|Under the Agreements between the UK and the Isle of Man, Guernsey, Jersey and Gibraltar NFFEs established for religious, charitable, scientific, artistic, cultural or educational purposes are not classified as Active NFFEs. These NFFEs may qualify as Active based on their own merits under the criteria at Annex I.VI.B.6 a) to g) of the Agreements between the UK and the Isle of Man, Guernsey, Jersey, and Gibraltar. However, if they are Passive NFFEs then, as for Active NFFEs, the amended terms of the Agreements between the UK and the Isle of Man, Guernsey, Jersey and Gibraltar will still mean that any Controlling Persons will not be reportable.
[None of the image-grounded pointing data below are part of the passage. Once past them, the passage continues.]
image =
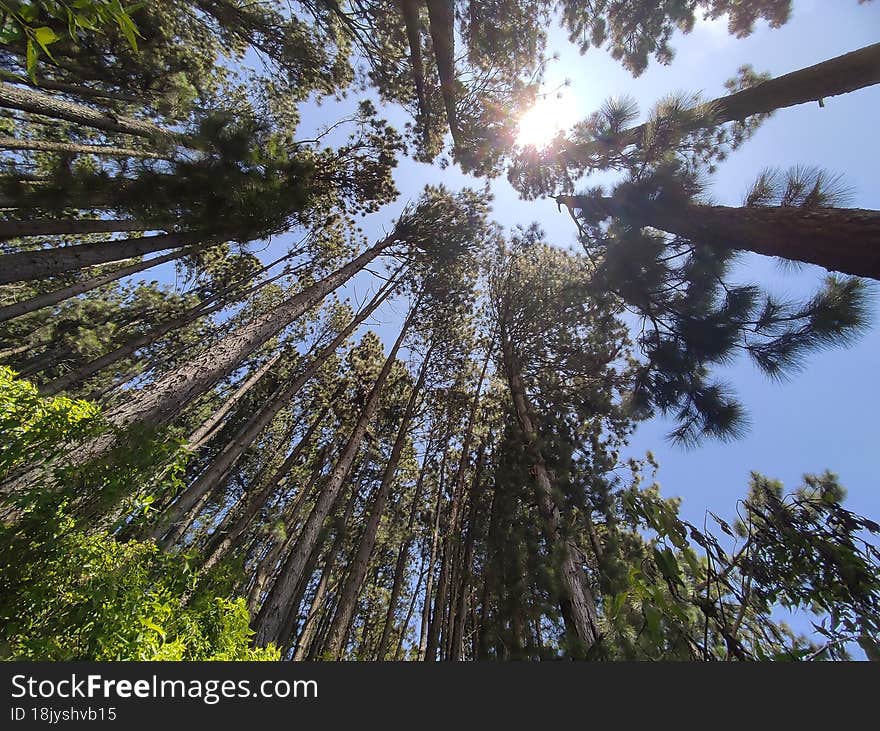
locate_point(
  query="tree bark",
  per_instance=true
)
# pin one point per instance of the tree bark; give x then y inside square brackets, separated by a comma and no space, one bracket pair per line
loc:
[280,548]
[410,11]
[425,627]
[270,620]
[402,557]
[48,299]
[228,533]
[72,226]
[68,148]
[160,401]
[41,263]
[307,636]
[459,615]
[839,239]
[339,627]
[839,75]
[577,604]
[450,539]
[441,19]
[201,435]
[170,530]
[36,102]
Amendments to the UK/Crown Dependencies and Gibraltar IGAs Not For Profit Entities
Amendments to the IGAs remove the requirement for Financial Institutions to ‘look through’ charities and other not for profit entities that meet certain criteria. This means that there will be no obligation to determine the identity or the residence of the Controlling Persons.
The UK-US Agreement
Under the UK/US IGA not for profit entities that meet the relevant criteria are defined as Active NFFEs in Annex I.VI.B.4.[i)][j)]. This means that any Reporting Financial Institution that maintains an account for such an entity will not have to ‘look through’ the entity to determine the Controlling Persons.
The UK-CD/Gibraltar Agreement
The position under the UK-CD/Gibraltar IGA is different, as a non-financial not for profit entity may be either ‘Active’ or ‘Passive’. However, the amendments to the IGA have the effect that there will be no need to identify or report on the controlling persons of charities and other not for profit entities that meet the relevant criteria.
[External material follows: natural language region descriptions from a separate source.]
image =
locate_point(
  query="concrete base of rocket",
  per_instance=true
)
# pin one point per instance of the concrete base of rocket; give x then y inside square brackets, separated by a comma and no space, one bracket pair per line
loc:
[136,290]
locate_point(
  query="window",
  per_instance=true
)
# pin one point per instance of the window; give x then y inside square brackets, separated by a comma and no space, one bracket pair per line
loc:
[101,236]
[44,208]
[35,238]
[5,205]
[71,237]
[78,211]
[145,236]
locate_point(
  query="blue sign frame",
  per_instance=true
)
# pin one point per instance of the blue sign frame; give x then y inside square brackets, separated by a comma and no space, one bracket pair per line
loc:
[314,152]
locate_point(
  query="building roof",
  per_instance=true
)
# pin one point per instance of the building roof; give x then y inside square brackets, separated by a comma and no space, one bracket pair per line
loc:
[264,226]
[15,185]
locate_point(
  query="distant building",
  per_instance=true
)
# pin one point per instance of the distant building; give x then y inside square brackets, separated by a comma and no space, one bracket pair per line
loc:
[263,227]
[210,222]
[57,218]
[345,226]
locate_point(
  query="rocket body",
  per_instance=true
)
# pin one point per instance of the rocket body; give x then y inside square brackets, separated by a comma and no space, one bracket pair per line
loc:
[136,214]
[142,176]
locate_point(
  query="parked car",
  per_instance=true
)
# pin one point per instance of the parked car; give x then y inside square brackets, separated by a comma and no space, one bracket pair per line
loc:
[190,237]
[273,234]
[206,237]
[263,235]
This change is effected by amendments to Annex II/III I.H, so that the Controlling Persons are defined as Limited Capacity Exempt Beneficial Owners. This means that in their capacity as Controlling Persons of the NFFE they will be Exempt Beneficial Owners. Once the Financial Institution has established that the NFFE meets the criteria in Annex II/III I.H then they will not have to undertake any further due diligence on the NFFE or its Controlling Persons.
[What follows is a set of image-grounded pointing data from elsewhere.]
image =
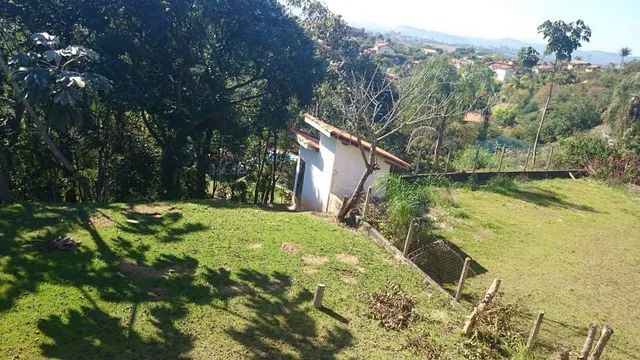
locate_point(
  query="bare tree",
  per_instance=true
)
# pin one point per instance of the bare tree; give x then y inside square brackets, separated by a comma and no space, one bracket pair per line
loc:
[375,109]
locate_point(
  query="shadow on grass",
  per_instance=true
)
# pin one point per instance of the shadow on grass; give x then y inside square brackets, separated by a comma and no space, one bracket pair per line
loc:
[164,289]
[534,195]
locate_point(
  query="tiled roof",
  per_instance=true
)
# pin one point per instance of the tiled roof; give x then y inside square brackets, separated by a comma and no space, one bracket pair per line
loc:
[333,131]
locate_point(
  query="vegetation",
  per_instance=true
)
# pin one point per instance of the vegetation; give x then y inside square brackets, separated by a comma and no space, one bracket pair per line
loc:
[577,236]
[184,281]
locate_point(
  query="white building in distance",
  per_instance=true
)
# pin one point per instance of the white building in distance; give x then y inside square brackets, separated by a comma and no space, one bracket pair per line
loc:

Note: The treatment of Controlling Persons of the NFFE as Limited Capacity Exempt Beneficial Owners means that they are only treated as Exempt Beneficial Owners in respect of their interest in that NFFE. In respect of any other financial accounts that they hold, whether as an individual or as a controlling person in another Passive NFFE, they may still fall to be a Specified Person and their accounts may still be reportable.
An NFFE, who meets these criteria, must fall within one of the other categories. Therefore, HMRC will accept a UK Financial Institution treating and documenting a not for profit NFFE as being an Active NFFE in the same way as it would be for the International Tax Compliance (United States of America) Regulations 2014.